The discussion of the Christian roots, in the preamble of
the European Constitution, the law on the laity in France, the
Buttiglione case, the polemics around some proposals of law advanced by
Zapatero in Spain … not to mention many others related to the Crucifix
and the crib, are all there to prove how urgent it is to have a balanced
culture of laity, far from today's high-flying secularism. A culture
that may allow us to establish rules of civil conviviality, avoiding the
clash of symbols - which is characterising our society as an
"iconoclastic society" - as well as the two inaccessible drifts: the
relativism of values and the new forms of fundamentalism.
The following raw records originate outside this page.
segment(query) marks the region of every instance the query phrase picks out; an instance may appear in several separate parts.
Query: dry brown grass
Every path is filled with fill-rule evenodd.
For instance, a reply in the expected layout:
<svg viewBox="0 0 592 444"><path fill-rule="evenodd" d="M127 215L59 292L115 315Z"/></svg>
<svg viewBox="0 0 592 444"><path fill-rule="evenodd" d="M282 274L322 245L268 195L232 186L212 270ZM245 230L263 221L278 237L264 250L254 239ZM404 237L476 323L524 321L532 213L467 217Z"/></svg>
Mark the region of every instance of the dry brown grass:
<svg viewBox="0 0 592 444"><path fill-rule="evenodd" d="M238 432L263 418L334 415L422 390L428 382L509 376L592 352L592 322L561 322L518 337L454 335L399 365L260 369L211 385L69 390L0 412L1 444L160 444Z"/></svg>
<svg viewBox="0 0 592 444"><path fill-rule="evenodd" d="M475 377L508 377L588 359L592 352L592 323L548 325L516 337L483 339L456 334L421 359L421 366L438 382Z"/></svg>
We have a positive vision of laity: we do not accept a laity
defined only as absence, neutrality and emptying of the religious
matter.
In the Compendio itself, the laity is presented as
"an acquired value recognised by the Church and belongs to the reached
patrimony of civilisation"7. It is also stated that "it
implies the respects of every religious confession on behalf of the
State … In a pluralistic society, the lay state is a place of
communication among the different spiritual traditions"8. and
the lay state represents a non acceptable counterfeiting.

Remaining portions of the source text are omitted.